Are men chauvinist pigs?

I’m starting research for a new book about marriage and family. I’ll be writing here about my research, so you’ll start to see a lot more posts on marriage. In fact, I’ve created an entire new category, “marriage,” to distinguish these research-oriented posts. I created the category so I can easily find all my writing on the subject, but you can use it too: if you find you’re getting sick of posts about marriage, just click on the “General” category in the sidebar, and you’ll get all of my posts except the ones about marriage.

The question of the day: are men pigs for wanting their wives to do all the housework, laundry, shopping, taking care of kids, shopping, etc.? Stephanie Coontz, writing in her book The Way We Really Are says no:

Research shows that men are happiest in a relationship when they don’t have to do much housework and yet meals get made, clothes get ironed, and the house looks good. This doesn’t mean they are chauvinist pigs. Who wouldn’t be happier under those conditions? (19)

Of course, in the most basic sense, Coontz is right. But how come most women don’t expect men to do all the housework? Isn’t it piggish to expect others to do something we’re not willing to do ourselves? Coontz says it’s all about “situated social power”:

Various groups in society have unequal access to economic resources, political power, social status, and these social differences limit how fair or equal a personal relationship between two individuals from different groups can really be. Such social imbalances affect personal behavior regardless of sincere intentions of both parties to “not let it make a difference” (15).

Since men have more situated social power, women feel obligated to do the grunt work in a household, for fear that their husbands will leave them. Furthermore, women are the traditional rulers of the household, so they treat men as inferior when it comes to household tasks, especially caring for infant children. Women themselves play a role in perpetuating male chauvinism.

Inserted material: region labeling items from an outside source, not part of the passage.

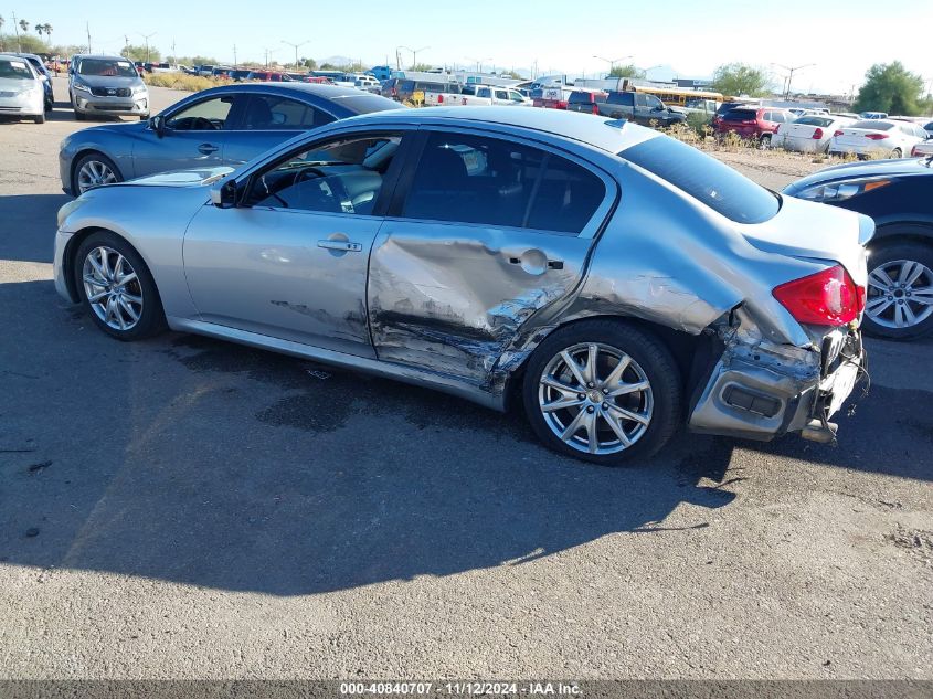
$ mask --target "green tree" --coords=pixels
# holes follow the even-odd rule
[[[137,46],[135,44],[124,46],[120,55],[130,61],[149,61],[150,63],[160,63],[162,61],[162,54],[152,45],[149,46],[148,59],[146,57],[146,46]]]
[[[923,77],[908,71],[900,61],[876,63],[865,74],[856,99],[858,112],[918,115],[926,106],[920,100]]]
[[[636,77],[640,80],[645,77],[645,71],[633,64],[614,65],[606,77]]]
[[[712,88],[733,97],[762,97],[771,89],[771,78],[763,68],[746,63],[727,63],[713,73]]]

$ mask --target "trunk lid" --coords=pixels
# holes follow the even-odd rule
[[[739,232],[764,252],[839,263],[856,284],[867,284],[865,245],[874,235],[874,222],[866,215],[782,197],[777,215],[739,225]]]

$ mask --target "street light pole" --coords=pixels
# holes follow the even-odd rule
[[[399,49],[404,49],[405,51],[412,52],[412,67],[414,67],[414,66],[417,65],[417,53],[418,53],[418,51],[427,51],[428,49],[431,49],[431,46],[422,46],[421,49],[409,49],[407,46],[399,46],[396,49],[396,51]]]
[[[136,32],[136,33],[139,34],[140,36],[142,36],[142,39],[146,40],[146,63],[150,63],[150,61],[149,61],[149,38],[155,36],[159,32],[152,32],[151,34],[144,34],[142,32]]]
[[[609,64],[609,75],[612,75],[613,68],[615,68],[616,63],[621,63],[622,61],[627,61],[628,59],[634,59],[634,55],[630,56],[622,56],[621,59],[604,59],[603,56],[593,56],[594,59],[598,59],[600,61],[605,61]]]
[[[304,46],[305,44],[309,43],[307,41],[303,41],[300,44],[293,44],[290,41],[283,41],[282,43],[288,44],[293,49],[295,49],[295,70],[298,70],[298,49]]]
[[[780,63],[772,63],[772,65],[784,68],[787,71],[787,86],[784,88],[784,99],[791,98],[791,81],[794,80],[794,71],[803,71],[804,68],[812,68],[816,65],[816,63],[806,63],[804,65],[795,65],[791,67],[789,65],[781,65]]]

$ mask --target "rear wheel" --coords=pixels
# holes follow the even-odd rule
[[[933,330],[933,246],[879,245],[868,258],[867,335],[909,340]]]
[[[529,360],[522,392],[531,426],[547,446],[604,466],[660,449],[681,406],[670,352],[618,320],[555,331]]]
[[[159,293],[149,268],[124,239],[88,235],[74,261],[75,284],[97,327],[118,340],[141,340],[165,327]]]

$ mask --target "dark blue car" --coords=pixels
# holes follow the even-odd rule
[[[784,193],[874,219],[867,333],[907,340],[933,330],[933,156],[827,168]]]
[[[308,129],[400,107],[353,87],[303,83],[214,87],[185,97],[148,121],[106,124],[72,134],[59,152],[62,189],[77,195],[92,187],[167,170],[236,167]]]

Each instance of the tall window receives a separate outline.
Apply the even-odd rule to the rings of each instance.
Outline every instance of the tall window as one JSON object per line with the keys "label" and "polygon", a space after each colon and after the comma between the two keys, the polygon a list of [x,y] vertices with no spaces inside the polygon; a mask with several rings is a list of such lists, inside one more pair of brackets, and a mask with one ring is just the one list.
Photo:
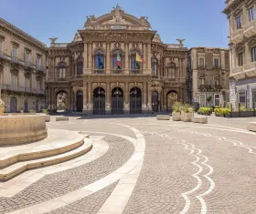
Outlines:
{"label": "tall window", "polygon": [[251,48],[251,62],[256,61],[256,46]]}
{"label": "tall window", "polygon": [[241,16],[238,16],[237,17],[237,29],[240,29],[241,28]]}
{"label": "tall window", "polygon": [[172,62],[168,67],[168,77],[176,77],[176,65]]}
{"label": "tall window", "polygon": [[214,67],[219,68],[219,58],[214,58],[213,62],[214,62]]}
{"label": "tall window", "polygon": [[153,76],[157,76],[157,60],[156,60],[156,58],[152,59],[151,68],[152,68],[152,75]]}
{"label": "tall window", "polygon": [[104,69],[104,53],[101,50],[95,53],[95,69]]}
{"label": "tall window", "polygon": [[205,58],[199,57],[199,67],[205,66]]}
{"label": "tall window", "polygon": [[30,56],[30,54],[28,51],[26,51],[25,52],[25,62],[28,63],[29,62],[29,56]]}
{"label": "tall window", "polygon": [[136,53],[140,55],[139,51],[133,50],[131,55],[131,69],[140,69],[141,63],[136,62]]}
{"label": "tall window", "polygon": [[214,95],[214,106],[219,107],[219,95]]}
{"label": "tall window", "polygon": [[66,78],[66,64],[64,62],[59,64],[59,78]]}
{"label": "tall window", "polygon": [[243,53],[239,54],[239,66],[243,66]]}
{"label": "tall window", "polygon": [[112,68],[122,69],[123,68],[123,56],[120,50],[116,50],[112,55]]}
{"label": "tall window", "polygon": [[82,69],[83,69],[83,60],[82,60],[82,57],[79,57],[78,58],[77,68],[78,68],[78,75],[81,75],[82,74]]}
{"label": "tall window", "polygon": [[254,6],[251,6],[249,9],[249,20],[250,20],[250,22],[254,20]]}
{"label": "tall window", "polygon": [[15,58],[16,58],[16,56],[17,56],[17,47],[16,46],[13,46],[12,56]]}

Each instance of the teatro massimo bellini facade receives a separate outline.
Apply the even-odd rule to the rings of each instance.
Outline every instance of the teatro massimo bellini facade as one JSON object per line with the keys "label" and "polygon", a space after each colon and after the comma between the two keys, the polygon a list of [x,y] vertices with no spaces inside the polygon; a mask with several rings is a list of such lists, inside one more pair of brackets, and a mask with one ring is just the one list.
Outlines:
{"label": "teatro massimo bellini facade", "polygon": [[[136,18],[117,5],[98,18],[87,16],[71,43],[50,38],[48,107],[88,115],[142,114],[187,102],[187,48],[181,39],[164,44],[150,28],[147,17]],[[136,54],[145,63],[136,62]]]}

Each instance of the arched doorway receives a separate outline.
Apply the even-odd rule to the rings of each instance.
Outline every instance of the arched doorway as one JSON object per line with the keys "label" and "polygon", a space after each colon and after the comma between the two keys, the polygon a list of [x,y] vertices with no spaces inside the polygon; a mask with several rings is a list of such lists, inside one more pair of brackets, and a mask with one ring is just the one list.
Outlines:
{"label": "arched doorway", "polygon": [[59,91],[56,96],[57,112],[64,112],[68,109],[68,95],[65,91]]}
{"label": "arched doorway", "polygon": [[83,107],[83,94],[81,91],[78,91],[77,93],[77,112],[82,112]]}
{"label": "arched doorway", "polygon": [[93,114],[105,114],[105,90],[102,87],[96,87],[93,91]]}
{"label": "arched doorway", "polygon": [[177,92],[171,90],[167,94],[167,110],[172,110],[175,102],[177,102]]}
{"label": "arched doorway", "polygon": [[11,101],[10,101],[10,111],[12,113],[16,113],[16,97],[11,97]]}
{"label": "arched doorway", "polygon": [[154,112],[158,112],[158,92],[152,92],[152,110]]}
{"label": "arched doorway", "polygon": [[115,87],[112,91],[112,114],[123,114],[123,91],[121,87]]}
{"label": "arched doorway", "polygon": [[24,113],[27,113],[28,112],[28,101],[27,99],[25,99],[24,101]]}
{"label": "arched doorway", "polygon": [[138,87],[130,90],[130,114],[142,113],[142,91]]}

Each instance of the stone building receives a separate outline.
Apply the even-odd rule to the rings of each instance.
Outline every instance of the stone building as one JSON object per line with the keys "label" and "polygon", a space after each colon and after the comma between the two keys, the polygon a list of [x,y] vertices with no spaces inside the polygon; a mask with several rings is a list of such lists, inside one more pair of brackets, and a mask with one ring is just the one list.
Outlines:
{"label": "stone building", "polygon": [[[220,106],[229,101],[229,49],[193,47],[188,51],[187,87],[195,107]],[[198,104],[198,105],[197,105]]]}
{"label": "stone building", "polygon": [[256,20],[253,0],[227,0],[230,47],[230,102],[256,103]]}
{"label": "stone building", "polygon": [[147,17],[134,17],[117,5],[100,17],[87,16],[71,43],[51,38],[48,107],[135,114],[170,109],[176,100],[187,102],[184,40],[164,44],[150,28]]}
{"label": "stone building", "polygon": [[0,18],[0,88],[5,112],[45,107],[46,46]]}

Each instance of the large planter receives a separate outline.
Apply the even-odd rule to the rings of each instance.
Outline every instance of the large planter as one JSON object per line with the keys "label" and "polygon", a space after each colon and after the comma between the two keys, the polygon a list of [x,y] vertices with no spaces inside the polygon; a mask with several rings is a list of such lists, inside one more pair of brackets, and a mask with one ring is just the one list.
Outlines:
{"label": "large planter", "polygon": [[183,122],[191,122],[194,113],[181,113],[181,121]]}
{"label": "large planter", "polygon": [[47,136],[44,115],[0,117],[0,146],[31,143]]}
{"label": "large planter", "polygon": [[173,112],[172,117],[174,121],[180,121],[181,120],[181,114],[180,112]]}

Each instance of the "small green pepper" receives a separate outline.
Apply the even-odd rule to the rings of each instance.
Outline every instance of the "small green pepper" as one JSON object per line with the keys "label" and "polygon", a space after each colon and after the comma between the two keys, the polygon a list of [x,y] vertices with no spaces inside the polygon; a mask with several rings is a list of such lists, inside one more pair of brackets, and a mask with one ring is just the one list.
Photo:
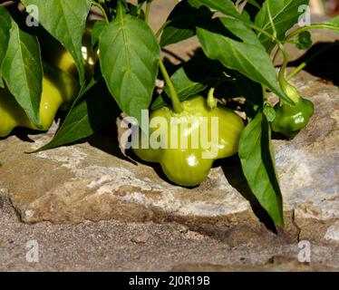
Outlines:
{"label": "small green pepper", "polygon": [[[185,187],[193,187],[204,181],[212,167],[215,160],[227,158],[237,152],[238,141],[241,131],[244,128],[242,119],[233,111],[217,106],[213,103],[211,106],[211,98],[208,101],[201,96],[196,96],[192,99],[181,102],[182,111],[175,112],[171,108],[163,107],[154,111],[150,117],[150,123],[157,117],[165,120],[167,128],[158,125],[156,128],[150,129],[150,135],[140,131],[138,146],[133,146],[134,153],[142,160],[160,163],[165,175],[172,182]],[[211,108],[212,107],[212,108]],[[200,117],[207,117],[202,119]],[[216,117],[213,119],[212,117]],[[204,126],[202,120],[207,121],[207,130],[202,130]],[[213,138],[213,120],[218,120],[217,138]],[[189,125],[185,121],[189,122]],[[174,130],[173,124],[179,123],[178,130]],[[151,133],[159,130],[167,131],[162,134],[165,140],[161,140],[162,146],[159,149],[140,149],[140,144],[145,140],[150,140]],[[173,133],[174,131],[174,133]],[[209,144],[207,149],[202,145],[201,139],[198,146],[192,146],[193,136],[195,134],[204,133],[203,139]],[[201,133],[202,134],[202,133]],[[160,134],[161,135],[161,134]],[[188,138],[188,146],[173,148],[170,144],[179,144],[181,138]],[[216,150],[214,151],[214,150]],[[215,156],[208,152],[217,152]],[[207,153],[204,157],[203,153]]]}
{"label": "small green pepper", "polygon": [[[62,105],[69,106],[72,103],[78,87],[78,82],[73,75],[57,68],[44,66],[40,102],[40,121],[44,130],[51,127]],[[6,137],[15,127],[37,130],[8,89],[0,88],[0,137]]]}
{"label": "small green pepper", "polygon": [[276,106],[276,118],[271,123],[275,132],[288,138],[295,137],[305,128],[312,117],[315,108],[311,101],[299,96],[296,89],[286,84],[285,92],[295,102],[294,105],[280,101]]}

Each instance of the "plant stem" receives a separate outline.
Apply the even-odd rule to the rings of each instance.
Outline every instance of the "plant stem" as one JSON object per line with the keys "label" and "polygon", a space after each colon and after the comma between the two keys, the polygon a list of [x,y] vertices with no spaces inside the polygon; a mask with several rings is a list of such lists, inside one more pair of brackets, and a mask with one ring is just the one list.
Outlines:
{"label": "plant stem", "polygon": [[148,24],[150,20],[150,5],[152,0],[146,1],[146,13],[145,13],[145,22]]}
{"label": "plant stem", "polygon": [[331,30],[339,31],[339,27],[336,27],[336,26],[334,26],[334,25],[331,25],[331,24],[311,24],[309,26],[303,26],[303,27],[299,27],[298,29],[295,29],[290,34],[287,35],[285,42],[288,43],[288,41],[290,41],[291,38],[296,36],[297,34],[299,34],[300,33],[302,33],[304,31],[307,31],[307,30],[311,30],[311,29],[331,29]]}
{"label": "plant stem", "polygon": [[270,5],[269,5],[269,0],[267,0],[267,12],[268,12],[269,22],[270,22],[271,26],[272,26],[273,37],[275,39],[276,39],[277,34],[276,34],[276,29],[275,23],[274,23],[273,18],[272,18],[271,8],[270,8]]}
{"label": "plant stem", "polygon": [[165,29],[165,27],[170,24],[171,23],[171,20],[168,20],[166,21],[161,26],[160,28],[159,28],[159,30],[156,32],[155,34],[155,37],[158,39],[159,36],[160,36],[162,31]]}
{"label": "plant stem", "polygon": [[103,8],[103,6],[102,6],[100,3],[97,3],[97,2],[95,2],[95,1],[92,1],[92,5],[93,6],[98,7],[98,8],[102,11],[102,15],[103,15],[103,17],[105,18],[106,23],[109,24],[109,23],[110,23],[110,20],[108,19],[108,16],[107,16],[106,11],[105,11],[105,9]]}
{"label": "plant stem", "polygon": [[209,89],[208,94],[208,105],[209,109],[211,109],[211,110],[217,108],[217,106],[218,106],[218,101],[214,97],[214,92],[215,91],[216,91],[216,88],[211,87]]}
{"label": "plant stem", "polygon": [[307,65],[306,63],[300,63],[295,69],[293,70],[293,72],[287,75],[286,80],[291,80],[295,75],[300,72],[305,66]]}
{"label": "plant stem", "polygon": [[169,86],[170,89],[170,97],[172,102],[173,111],[176,113],[180,113],[183,111],[181,102],[179,100],[177,91],[174,88],[173,82],[170,80],[169,72],[167,72],[166,67],[161,59],[159,62],[159,65],[164,77],[164,80],[166,82],[166,84]]}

My problem with this analysis, which seems to me to be mostly on the mark, is that even men who are aware of this dynamic fall into the same trap. Why can’t they, with their larger share of social power, demand a more substantive role, especially when it comes to child rearing? Why do they allow women to hoard the larger share of their childrens’ affection? Coontz would say that it’s because the women don’t allow it, and they are the ones with more situated social power when it comes to child rearing. Coontz is probably right, but I’d take this analysis one step further: the “liberated” men who recognize that women traditionally are excluded from power actually exacerbate the problem by overcompensating. They defer to women, especially when it comes to household tasks: precisely the area they need to be more assertive if they are to create a more equal environment. The result is the “second shift” for women, a situation where even in “egalitarian,” dual-career marriages, the women typically end up doing most of the housework, taking over almost the entire “second shift” themselves. The liberated man’s “good intentions” can lead to unhealthy families, to depression, to divorce.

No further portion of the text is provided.